Research News

Global Innovation Challenge focuses on communicating complex science

This year's Global Innovation Challenge was held Jan. 21-25 in Hayes Hall, South Campus. Photos: Douglas Levere


Published February 18, 2020

Our hope is that opportunities like these facilitate a broader, more diverse, transdisciplinary worldview and conversations — something that will benefit our university and the world.
Emmanuel Frimpong Boamah, assistant professor
Department of Urban and Regional Planning

If a key part of the university experience is gaining an expanded worldview, the Global Innovation Challenge just offered students a concentrated blast.

A weeklong competition and workshop-based course for undergraduate, graduate, doctoral and nontraditional students, the annual Global Innovation Challenge (GIC) focuses on developing solutions to some of the world’s major, unsolved global health challenges.
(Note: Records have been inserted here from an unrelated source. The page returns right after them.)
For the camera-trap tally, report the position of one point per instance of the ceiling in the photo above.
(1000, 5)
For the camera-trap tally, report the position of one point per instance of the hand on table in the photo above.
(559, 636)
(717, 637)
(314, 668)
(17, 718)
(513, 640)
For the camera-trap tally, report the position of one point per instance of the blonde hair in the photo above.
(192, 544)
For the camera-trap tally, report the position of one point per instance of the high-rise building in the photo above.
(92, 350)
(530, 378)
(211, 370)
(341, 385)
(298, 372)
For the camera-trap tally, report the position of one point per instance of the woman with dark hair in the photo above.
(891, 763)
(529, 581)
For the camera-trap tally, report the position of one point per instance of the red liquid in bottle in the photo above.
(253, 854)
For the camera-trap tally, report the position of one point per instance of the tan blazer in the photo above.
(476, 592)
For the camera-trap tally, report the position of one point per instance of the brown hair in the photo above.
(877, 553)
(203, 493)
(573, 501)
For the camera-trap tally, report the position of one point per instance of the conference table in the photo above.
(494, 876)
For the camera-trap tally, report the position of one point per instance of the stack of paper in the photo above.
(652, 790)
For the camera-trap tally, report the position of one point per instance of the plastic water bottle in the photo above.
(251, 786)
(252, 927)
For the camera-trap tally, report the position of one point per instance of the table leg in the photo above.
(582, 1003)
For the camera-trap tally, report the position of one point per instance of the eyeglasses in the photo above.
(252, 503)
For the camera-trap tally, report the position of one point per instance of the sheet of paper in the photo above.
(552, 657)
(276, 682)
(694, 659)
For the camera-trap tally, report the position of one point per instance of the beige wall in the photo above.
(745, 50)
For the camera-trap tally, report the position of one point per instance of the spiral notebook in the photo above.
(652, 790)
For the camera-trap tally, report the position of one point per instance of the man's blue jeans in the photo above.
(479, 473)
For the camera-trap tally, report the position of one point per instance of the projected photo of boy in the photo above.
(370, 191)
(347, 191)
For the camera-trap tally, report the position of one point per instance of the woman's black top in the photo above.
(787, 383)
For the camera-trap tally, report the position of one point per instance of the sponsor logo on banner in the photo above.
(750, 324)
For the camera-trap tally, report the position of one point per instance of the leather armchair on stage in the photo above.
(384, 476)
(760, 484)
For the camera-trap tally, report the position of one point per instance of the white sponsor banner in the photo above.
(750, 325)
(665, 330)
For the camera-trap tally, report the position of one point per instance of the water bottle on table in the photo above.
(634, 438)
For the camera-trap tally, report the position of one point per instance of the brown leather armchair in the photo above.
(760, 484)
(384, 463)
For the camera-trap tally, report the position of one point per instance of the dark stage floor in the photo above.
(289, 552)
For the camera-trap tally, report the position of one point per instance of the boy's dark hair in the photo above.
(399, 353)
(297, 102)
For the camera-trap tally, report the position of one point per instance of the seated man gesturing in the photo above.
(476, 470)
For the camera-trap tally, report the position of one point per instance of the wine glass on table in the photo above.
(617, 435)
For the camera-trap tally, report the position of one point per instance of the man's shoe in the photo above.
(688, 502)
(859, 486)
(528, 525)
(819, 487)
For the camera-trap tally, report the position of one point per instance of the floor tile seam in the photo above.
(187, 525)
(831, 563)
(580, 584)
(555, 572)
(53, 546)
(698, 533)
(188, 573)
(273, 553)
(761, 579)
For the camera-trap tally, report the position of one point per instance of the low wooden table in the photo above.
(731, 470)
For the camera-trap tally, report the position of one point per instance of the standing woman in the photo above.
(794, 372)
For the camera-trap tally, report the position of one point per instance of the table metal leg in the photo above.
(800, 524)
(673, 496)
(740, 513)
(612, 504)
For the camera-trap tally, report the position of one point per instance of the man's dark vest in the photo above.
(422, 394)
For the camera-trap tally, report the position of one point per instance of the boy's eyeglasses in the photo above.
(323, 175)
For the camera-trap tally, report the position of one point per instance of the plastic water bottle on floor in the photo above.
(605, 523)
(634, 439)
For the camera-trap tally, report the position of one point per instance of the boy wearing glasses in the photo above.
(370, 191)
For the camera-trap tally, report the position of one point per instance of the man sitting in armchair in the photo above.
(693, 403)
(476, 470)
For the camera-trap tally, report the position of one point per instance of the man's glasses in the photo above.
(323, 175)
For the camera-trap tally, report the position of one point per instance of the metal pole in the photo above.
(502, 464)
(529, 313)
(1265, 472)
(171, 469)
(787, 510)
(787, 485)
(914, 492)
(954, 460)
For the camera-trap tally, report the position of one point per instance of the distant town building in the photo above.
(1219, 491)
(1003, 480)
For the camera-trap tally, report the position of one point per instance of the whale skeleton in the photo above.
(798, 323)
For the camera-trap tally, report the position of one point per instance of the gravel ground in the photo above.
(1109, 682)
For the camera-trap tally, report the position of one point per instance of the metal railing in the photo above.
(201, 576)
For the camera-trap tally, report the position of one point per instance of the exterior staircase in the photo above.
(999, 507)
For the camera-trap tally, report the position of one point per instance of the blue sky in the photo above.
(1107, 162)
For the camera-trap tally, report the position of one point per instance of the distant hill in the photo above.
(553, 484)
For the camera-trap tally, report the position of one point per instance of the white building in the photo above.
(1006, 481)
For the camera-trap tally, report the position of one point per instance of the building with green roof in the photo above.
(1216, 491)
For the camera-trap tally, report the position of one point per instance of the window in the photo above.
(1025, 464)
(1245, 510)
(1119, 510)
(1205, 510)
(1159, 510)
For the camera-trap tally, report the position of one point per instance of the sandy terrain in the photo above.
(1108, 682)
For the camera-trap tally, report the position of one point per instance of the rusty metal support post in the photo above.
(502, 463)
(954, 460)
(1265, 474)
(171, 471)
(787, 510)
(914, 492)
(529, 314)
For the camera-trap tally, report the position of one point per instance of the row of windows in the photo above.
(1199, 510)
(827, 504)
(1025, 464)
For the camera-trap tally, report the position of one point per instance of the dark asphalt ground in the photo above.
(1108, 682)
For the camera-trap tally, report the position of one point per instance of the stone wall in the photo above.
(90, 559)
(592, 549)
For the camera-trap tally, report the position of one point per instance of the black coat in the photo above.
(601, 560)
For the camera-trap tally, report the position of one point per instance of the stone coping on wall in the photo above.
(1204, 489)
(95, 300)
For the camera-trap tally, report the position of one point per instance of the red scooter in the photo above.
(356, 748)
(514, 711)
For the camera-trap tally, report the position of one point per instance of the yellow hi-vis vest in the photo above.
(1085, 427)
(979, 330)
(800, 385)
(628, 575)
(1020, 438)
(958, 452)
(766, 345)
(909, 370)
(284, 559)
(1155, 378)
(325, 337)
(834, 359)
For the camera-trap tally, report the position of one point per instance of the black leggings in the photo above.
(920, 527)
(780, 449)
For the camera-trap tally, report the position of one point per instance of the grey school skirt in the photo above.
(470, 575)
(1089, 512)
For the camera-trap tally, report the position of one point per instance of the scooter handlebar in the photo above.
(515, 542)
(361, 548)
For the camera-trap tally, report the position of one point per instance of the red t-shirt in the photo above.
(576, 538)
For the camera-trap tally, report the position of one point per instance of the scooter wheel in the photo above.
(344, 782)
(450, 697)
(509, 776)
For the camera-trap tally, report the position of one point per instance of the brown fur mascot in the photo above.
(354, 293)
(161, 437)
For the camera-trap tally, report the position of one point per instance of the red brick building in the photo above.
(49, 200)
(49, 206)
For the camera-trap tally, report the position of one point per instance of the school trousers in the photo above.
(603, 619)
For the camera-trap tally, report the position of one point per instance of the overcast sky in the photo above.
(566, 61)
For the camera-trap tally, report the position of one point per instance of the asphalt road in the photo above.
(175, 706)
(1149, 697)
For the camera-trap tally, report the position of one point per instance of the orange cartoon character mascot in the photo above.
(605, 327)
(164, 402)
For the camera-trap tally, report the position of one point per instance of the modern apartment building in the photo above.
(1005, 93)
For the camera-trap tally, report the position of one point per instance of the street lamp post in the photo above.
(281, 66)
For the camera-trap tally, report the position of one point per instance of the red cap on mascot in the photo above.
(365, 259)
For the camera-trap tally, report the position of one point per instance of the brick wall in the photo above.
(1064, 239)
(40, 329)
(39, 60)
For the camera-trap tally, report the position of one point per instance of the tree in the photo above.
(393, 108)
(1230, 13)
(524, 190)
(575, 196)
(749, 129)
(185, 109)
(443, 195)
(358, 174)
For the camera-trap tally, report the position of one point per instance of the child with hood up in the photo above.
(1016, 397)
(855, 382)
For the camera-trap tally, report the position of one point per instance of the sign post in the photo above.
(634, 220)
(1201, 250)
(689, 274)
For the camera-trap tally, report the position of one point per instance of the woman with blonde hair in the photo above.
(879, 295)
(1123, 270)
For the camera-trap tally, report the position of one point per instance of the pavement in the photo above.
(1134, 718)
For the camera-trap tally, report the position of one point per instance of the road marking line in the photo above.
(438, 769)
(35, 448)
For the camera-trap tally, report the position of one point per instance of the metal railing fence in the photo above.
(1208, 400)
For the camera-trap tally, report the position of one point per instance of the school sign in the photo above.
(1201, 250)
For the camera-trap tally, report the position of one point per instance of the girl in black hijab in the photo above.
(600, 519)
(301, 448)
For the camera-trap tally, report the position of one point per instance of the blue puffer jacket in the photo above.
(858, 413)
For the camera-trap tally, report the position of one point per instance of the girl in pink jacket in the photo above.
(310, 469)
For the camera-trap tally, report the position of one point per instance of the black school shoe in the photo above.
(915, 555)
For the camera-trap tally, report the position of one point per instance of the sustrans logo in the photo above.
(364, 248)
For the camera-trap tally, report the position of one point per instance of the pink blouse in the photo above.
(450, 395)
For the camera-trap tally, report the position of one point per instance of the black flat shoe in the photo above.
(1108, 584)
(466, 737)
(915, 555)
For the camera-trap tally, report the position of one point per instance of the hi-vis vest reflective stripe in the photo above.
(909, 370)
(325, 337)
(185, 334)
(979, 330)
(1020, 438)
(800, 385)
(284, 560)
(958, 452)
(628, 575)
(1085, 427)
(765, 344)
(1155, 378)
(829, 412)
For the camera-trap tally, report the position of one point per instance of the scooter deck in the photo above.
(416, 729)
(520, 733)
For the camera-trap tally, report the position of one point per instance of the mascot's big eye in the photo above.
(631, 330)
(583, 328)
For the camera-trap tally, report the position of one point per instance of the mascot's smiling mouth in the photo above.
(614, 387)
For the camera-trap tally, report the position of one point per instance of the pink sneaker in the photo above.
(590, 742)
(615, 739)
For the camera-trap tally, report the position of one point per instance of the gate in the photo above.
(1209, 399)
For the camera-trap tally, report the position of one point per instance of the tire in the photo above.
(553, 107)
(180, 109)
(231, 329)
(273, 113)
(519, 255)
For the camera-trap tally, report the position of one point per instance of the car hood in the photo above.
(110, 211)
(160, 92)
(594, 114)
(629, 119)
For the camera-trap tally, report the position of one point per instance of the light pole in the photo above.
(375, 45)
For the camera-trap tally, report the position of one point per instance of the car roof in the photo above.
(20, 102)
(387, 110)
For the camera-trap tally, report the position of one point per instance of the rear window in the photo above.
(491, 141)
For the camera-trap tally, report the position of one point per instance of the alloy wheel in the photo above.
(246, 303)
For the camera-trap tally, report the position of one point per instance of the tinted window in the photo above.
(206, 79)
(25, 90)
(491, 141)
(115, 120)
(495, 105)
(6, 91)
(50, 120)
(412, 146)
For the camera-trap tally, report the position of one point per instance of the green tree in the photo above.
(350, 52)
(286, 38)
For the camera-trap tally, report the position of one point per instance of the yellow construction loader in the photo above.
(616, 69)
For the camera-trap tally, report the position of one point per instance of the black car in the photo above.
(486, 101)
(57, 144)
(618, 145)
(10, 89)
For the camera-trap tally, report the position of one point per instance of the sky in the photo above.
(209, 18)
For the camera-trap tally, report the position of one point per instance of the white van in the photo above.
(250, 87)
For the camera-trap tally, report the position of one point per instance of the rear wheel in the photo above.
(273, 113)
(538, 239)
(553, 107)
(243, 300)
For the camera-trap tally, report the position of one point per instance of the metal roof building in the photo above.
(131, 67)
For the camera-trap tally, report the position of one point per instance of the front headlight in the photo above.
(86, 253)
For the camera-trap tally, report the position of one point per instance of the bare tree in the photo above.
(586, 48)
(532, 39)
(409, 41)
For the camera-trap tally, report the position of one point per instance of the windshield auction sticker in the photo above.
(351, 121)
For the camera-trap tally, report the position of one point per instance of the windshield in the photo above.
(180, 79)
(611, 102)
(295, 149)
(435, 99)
This year, some 90 students engaged in team-building and creative problem-solving with international experts and UB faculty around the 2020 challenge: How do we communicate complex health information like advances in genomics, toxic chemical exposures and climate change to people across ages, cultures, and geographies?

Korydon Smith, professor and chair of the Department of Architecture and co-lead of the Community for Global Health Equity (CGHE), and Emmanuel Frimpong Boamah, assistant professor in the Department of Urban and Regional Planning and CGHE, were instructors for the challenge, which was held Jan. 21-25.

“The GIC offers a unique learning experience to our students,” Boamah said. “They engage with their peers and UB faculty across decanal units. This year’s GIC participants learned and practiced how to communicate complex science in genomics, climate change and environmental exposures to different target population in global North and South countries.

“Our hope is that opportunities like these facilitate a broader, more diverse, transdisciplinary worldview and conversations — something that will benefit our university and the world.”

A key part of students’ thinking was choosing how to focus the solutions. Each team had to determine:

  • A health topic to address — chemical exposure, genomics or climatic events.
  • A population or audience to work with — by age, geography or gender, for example.
  • A communication strategy incorporating platforms like social media, art, etc.

A further facet: The teams were asked to focus on issues of equity by seeking to work with populations from low- or middle-income countries, or under-resourced communities in the United States.

As they developed their ideas, students considered how complex health information is currently communicated, how to communicate in a way that’s culturally relevant and more. As the flurry of work progressed, coaches encouraged teams to make sure they could feasibly carry out the recommended innovations over the next year. Coaches also helped teams refine their ideas and gave advice on how to “pitch” the innovations when, later in the week, the teams competed for funding to further their ideas.

Additional perspectives on the work came from two experts: sociolinguist Julie Sweetland, senior adviser at Frameworks Institute, which develops learning experiences for nonprofit leaders, and Martha M Tellez-Rojo, senior researcher for Mexico’s National Institute of Public Health, who studies environmental exposures on children’s health.

In all, 15 teams presented their ideas to a panel of judges, who evaluated the teams’ efforts based on criteria like the team’s understanding of the science of its chosen topic, the degree of innovation of the proposed communication, and the clarity and impact of the team’s verbal and visual presentations.

The modestly named Epigeniuses won the competition. Their innovation was a multi-day, community-based intervention to educate women over the age of 12 in Abuja, Nigeria, on the transgenerational epigenetic effects of exposure to alcohol or drugs during pregnancy.

Part of the team’s solution, outlined in their presentation, “Education, Empowerment, and Epigenetics in Abuja, Nigeria,” was partnering with Wellbeing Foundation Africa, an organization that empowers women. Among the recommended tactics: sharing cultural dances and foods, involving community leaders, and developing models and a presentation on DNA and epigenetic effects, all part of a three-day educational community event. The team felt that sustainability of the effort would come through incorporating educational materials into Wellbeing Foundation Africa’s “momma-care” classes and directing messages in all channels to include other relevant environmental exposures, among other tactics.

Epigeniuses team members were Rachel Seibert, PhD student in epidemiology; Ramya Kommidi, New York Institute of Technology; Delaram Haghdel, architecture; Liz Schlant, biochemistry; Taylor Quinn, biomedical engineering; and Laura Schultz, biomedical engineering). Team members will receive mentoring to further develop their ideas, as well as $5,000 to implement their ideas in partnership with CGHE faculty and international partners.

Teammates Charlene Obeng, occupational science/occupational therapy; Hawraa Allami, psychology; Isabel Hall, environmental and water resources engineering; and Isaac Bravo won the Innovation and People’s Choice prizes. Their project aimed to increase education of exposure risks among children living near e-waste recycling sites in La Teja, Montevideo, Uruguay.